- Based on: The Crucifer of Blood by Paul Giovanni Sherlock Holmes characters by Sir Arthur Conan Doyle
- Screenplay by: Paul Giovanni Fraser C. Heston
- Directed by: Fraser Clarke Heston (as Fraser C. Heston)
- Starring: Charlton Heston Richard Johnson Edward Fox Simon Callow
- Music by: Carl Davis
- Countries of origin: United States United Kingdom
- Original language: English

Production
- Producer: Fraser C. Heston
- Cinematography: Robin Vidgeon
- Editor: Eric Boyd-Perkins
- Running time: 103 minutes
- Production companies: Turner Pictures British Lion

Original release
- Network: TNT
- Release: November 14, 1991

= The Crucifer of Blood (film) =

1991 film by Fraser Clarke Heston

The Crucifer of Blood is a 1991 TV movie based on the play of the same name by Paul Giovanni, who wrote the screenplay along with Fraser C. Heston, who directed the picture. The play and film are an adaptation of Arthur Conan Doyle's The Sign of the Four.

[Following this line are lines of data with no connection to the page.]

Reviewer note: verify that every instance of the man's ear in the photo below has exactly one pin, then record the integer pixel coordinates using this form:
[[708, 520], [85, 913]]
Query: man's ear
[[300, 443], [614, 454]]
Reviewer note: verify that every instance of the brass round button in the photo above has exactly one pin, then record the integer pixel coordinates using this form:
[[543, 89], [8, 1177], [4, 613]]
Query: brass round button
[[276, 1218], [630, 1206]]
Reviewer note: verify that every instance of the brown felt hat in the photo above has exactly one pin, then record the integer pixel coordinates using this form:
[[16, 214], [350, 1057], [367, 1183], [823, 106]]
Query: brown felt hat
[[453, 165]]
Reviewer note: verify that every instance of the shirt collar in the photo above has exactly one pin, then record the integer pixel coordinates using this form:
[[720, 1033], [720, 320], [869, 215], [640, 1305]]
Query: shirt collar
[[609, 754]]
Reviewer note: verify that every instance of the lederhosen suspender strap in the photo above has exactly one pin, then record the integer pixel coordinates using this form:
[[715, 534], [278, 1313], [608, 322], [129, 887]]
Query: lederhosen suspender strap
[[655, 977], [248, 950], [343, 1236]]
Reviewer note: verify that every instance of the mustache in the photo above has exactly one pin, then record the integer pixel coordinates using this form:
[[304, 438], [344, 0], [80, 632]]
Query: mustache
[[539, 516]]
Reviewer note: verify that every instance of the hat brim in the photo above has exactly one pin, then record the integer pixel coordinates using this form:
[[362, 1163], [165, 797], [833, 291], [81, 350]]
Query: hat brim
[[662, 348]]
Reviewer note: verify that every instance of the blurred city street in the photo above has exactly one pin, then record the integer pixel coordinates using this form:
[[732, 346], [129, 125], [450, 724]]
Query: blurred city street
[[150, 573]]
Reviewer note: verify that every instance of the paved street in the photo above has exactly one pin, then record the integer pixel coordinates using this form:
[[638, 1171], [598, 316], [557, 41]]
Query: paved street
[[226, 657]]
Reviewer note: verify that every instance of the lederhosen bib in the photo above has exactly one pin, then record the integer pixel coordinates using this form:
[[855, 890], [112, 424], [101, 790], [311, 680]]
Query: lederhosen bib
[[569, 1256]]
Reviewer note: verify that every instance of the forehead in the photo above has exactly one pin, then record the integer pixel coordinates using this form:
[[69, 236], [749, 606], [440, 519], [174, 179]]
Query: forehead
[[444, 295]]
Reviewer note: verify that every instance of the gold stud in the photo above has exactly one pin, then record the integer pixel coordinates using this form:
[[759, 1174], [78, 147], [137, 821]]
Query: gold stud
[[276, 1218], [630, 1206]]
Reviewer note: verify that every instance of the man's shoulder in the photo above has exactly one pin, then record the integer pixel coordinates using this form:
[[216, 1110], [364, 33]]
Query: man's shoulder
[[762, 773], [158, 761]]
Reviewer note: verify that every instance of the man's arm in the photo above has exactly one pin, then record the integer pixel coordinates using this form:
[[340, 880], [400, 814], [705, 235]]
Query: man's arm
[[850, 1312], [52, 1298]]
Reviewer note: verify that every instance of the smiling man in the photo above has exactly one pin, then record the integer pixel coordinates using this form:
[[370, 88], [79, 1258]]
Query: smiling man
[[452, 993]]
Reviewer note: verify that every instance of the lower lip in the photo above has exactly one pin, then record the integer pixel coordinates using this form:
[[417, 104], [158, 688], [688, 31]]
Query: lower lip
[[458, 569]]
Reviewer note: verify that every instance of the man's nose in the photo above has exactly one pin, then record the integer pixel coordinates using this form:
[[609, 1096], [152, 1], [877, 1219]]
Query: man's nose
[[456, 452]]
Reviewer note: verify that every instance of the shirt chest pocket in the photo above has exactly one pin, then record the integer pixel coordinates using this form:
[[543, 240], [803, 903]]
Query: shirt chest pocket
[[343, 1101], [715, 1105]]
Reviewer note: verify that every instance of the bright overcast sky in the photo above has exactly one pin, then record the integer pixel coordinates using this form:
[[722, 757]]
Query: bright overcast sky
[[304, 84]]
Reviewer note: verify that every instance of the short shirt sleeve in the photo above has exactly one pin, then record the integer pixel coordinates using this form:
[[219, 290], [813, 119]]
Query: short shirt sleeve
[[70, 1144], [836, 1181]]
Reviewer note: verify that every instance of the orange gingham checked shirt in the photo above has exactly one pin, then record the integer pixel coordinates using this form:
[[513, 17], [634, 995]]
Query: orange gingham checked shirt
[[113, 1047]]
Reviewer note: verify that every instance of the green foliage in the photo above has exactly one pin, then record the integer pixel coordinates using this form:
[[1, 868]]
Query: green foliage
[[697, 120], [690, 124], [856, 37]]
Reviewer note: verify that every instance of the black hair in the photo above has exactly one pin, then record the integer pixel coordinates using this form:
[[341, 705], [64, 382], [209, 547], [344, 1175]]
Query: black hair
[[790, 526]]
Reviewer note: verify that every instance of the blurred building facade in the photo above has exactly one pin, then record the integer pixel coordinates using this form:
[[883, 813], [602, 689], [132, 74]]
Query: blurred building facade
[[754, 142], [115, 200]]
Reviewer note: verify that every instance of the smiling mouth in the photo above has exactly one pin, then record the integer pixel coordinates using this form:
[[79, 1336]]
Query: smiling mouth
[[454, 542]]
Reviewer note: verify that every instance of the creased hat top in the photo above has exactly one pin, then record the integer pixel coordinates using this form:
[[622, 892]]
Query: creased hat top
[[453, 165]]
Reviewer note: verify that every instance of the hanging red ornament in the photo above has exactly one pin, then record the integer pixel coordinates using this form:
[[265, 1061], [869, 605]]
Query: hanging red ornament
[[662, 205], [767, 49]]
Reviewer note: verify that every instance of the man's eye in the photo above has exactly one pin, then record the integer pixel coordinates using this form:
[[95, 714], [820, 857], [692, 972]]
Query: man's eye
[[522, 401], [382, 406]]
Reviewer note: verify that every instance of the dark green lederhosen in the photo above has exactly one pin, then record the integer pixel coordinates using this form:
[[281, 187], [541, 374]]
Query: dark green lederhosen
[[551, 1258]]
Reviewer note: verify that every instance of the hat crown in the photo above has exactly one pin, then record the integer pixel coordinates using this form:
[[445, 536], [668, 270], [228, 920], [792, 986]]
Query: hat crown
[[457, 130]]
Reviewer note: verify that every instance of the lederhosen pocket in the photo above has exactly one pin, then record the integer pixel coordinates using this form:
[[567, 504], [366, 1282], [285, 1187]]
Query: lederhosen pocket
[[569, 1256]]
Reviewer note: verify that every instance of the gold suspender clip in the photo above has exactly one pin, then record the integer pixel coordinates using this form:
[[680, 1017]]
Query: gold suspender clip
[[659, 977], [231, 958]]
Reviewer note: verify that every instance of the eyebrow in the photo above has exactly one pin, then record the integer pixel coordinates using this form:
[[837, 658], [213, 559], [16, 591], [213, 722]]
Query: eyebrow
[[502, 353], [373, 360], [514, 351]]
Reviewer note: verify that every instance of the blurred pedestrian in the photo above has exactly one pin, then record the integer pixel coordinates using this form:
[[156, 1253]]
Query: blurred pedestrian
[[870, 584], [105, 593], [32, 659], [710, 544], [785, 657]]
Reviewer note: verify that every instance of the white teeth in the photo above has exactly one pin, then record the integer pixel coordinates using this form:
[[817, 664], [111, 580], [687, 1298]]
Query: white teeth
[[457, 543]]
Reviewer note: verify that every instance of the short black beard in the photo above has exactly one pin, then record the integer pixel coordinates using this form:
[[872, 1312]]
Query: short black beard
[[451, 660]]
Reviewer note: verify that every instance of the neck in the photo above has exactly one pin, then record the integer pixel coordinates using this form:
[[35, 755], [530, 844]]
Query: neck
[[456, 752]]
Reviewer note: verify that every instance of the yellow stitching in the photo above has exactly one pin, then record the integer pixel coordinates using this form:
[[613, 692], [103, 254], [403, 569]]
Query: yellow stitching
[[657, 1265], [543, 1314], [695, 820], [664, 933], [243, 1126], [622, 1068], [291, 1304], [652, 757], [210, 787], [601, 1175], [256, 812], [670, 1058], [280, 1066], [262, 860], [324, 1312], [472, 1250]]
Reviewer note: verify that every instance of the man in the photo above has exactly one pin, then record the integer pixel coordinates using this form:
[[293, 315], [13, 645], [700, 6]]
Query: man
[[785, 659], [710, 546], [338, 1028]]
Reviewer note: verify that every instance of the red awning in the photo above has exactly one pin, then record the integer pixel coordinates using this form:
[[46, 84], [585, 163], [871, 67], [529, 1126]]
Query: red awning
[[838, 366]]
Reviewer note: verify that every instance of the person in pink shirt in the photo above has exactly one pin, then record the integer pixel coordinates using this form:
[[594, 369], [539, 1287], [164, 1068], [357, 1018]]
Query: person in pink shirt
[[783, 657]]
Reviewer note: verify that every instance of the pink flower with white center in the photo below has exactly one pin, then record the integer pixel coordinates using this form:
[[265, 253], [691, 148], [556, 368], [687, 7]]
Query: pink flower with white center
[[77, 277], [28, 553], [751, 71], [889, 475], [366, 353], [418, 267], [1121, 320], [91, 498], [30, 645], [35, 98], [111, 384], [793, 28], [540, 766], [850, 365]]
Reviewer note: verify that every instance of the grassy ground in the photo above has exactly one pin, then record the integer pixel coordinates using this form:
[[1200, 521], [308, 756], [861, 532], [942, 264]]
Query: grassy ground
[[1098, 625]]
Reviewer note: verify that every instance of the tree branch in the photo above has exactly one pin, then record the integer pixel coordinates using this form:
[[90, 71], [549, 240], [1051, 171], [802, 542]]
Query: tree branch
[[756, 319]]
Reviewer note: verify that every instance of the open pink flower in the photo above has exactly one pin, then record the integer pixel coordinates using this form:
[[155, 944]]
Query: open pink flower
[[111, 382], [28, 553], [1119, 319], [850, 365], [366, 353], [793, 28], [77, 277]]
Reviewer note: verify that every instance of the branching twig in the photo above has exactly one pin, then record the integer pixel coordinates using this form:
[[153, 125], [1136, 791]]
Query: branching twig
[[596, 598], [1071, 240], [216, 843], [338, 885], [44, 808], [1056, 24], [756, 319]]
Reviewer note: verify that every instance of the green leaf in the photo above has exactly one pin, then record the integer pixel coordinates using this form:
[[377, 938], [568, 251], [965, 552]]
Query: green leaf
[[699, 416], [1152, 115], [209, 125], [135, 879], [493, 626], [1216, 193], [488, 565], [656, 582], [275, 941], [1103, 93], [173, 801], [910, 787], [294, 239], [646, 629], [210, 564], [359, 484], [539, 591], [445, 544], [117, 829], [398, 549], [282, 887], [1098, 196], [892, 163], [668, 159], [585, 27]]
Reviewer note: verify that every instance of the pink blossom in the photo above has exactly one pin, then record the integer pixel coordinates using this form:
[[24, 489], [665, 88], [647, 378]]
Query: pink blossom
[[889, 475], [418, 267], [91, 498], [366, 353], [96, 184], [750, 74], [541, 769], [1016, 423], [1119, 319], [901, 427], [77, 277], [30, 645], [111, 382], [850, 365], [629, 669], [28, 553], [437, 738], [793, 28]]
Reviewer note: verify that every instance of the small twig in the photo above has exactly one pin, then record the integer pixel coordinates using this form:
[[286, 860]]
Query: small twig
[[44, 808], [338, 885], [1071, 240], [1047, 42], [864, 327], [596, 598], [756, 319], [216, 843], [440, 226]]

Charlton Heston, the father of Fraser Heston, plays Sherlock Holmes, a role he first played in a Los Angeles production of Giovanni's play. Richard Johnson co-stars as Dr. Watson and Simon Callow plays Inspector Lestrade.

The film was made in England by British Lion and Turner Films for cable television, and was first broadcast on TNT on November 14, 1991.

==Plot==
A beautiful young woman asks Holmes to help her father, a former army captain and hopeless opium addict break free of the curse surrounding a treasure stolen decades ago, when he was stationed in India during The Raj.

==Cast==
- Charlton Heston as Sherlock Holmes
- Richard Johnson as Dr. Watson
- Edward Fox as Alistair St. Claire
- Susannah Harker as Irene St. Claire
- Simon Callow as Inspector Lestrade

==Production==
The play, directed by the author, premiered in Los Angeles at the Ahmanson Theatre in the Los Angeles Music Center on December 5, 1980, and ran through January 17, 1981. Charlton Heston played Sherlock Holmes and Jeremy Brett, who later became one of the most famous portrayers of the Victorian consulting detective, played Dr. Watson.

Frasier Heston had written the script for 1980 movie The Mountain Men that had starred Charlton Heston, and had produced his father's TV adaptation of A Man For All Seasons (1988). He directed his father as Long John Silver in an adaptation of Treasure Island for TNT the year before helming The Crucifer of Blood.

Prior to their pairing as Holmes and Watson, Heston and Johnson had worked together several times before. Their collaborations included 1966's Khartoum, 1970's Julius Caesar, the 1988 TV movie A Man for All Seasons (which Heston himself directed), and the aforementioned Treasure Island.